For many years, I was reluctant to revise my poems much. I don’t think it was that I thought they were perfect. At least I hope that wasn’t why. I just truly believed in the strength of the initial draft, the unconscious power of composition that occurred. I was more afraid of losing what I felt was that inherent power, even if the poem itself was flawed. I was more inclined to quickly move on to the next poem instead of spending time with any one piece. This could explain why my output was so much greater in the past.
I have been busy lately with longer, themed projects, like the Ziegfeld poems I’ve already talked about. I also spent a good portion of the year on a book concept concerning the women of Marx Brothers movies, a project that’s taken a back seat to the Ziegfeld material. I decided to follow my passions more directly, considering my very limited time to write.
I’ve also spent some time sending poems out, some new (despite everything, there are always new poems), but a good number of old ones. I’ve had some success there, but there’s a certain dishonesty I always feel in sending out work that isn’t representative of my current voice. Nevertheless, I aim for some consistency.
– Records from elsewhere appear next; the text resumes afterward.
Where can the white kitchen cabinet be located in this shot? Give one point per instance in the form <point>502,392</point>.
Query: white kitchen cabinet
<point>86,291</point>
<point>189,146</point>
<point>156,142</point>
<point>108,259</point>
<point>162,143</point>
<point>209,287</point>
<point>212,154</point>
I pulled a few poems out from the last fifteen years and am trying to assemble them into some sort of manuscript, with the horrifically generic theme of “love.” Certainly, the romantic relationships in my life provided me with a good deal of material, and in turn, writing about them afforded me some cheap therapy that I benefit from to this day.
In order to make a uniform package, I’ve been revising each one. This is best done first thing in the morning, while I sip my stevia-sweetened coffee, and before the Dagwood-like rush to get out the door for work. Even poems I’d almost committed to memory (although that’s never a goal of mine) come up a decade later as desperately in need of order and streamlining. My biggest fault as a poet is becoming somewhat entranced by the sound of my own words, often to the detriment of logic. Sometimes the sun rises in the west, and sometimes a door becomes a jar.
The distance of years and deficit of crazy-making estrogen has given me clearer artistic vision. I am making these poems generally better, and most definitely a more cohesive unit. The truth will set your work free. I look forward to sending them out as a family to a few select publishers, or even doing another Flying Monkey Press publication. It’s all the same to me. The word’s the thing, and how it gets out there is a matter of chance.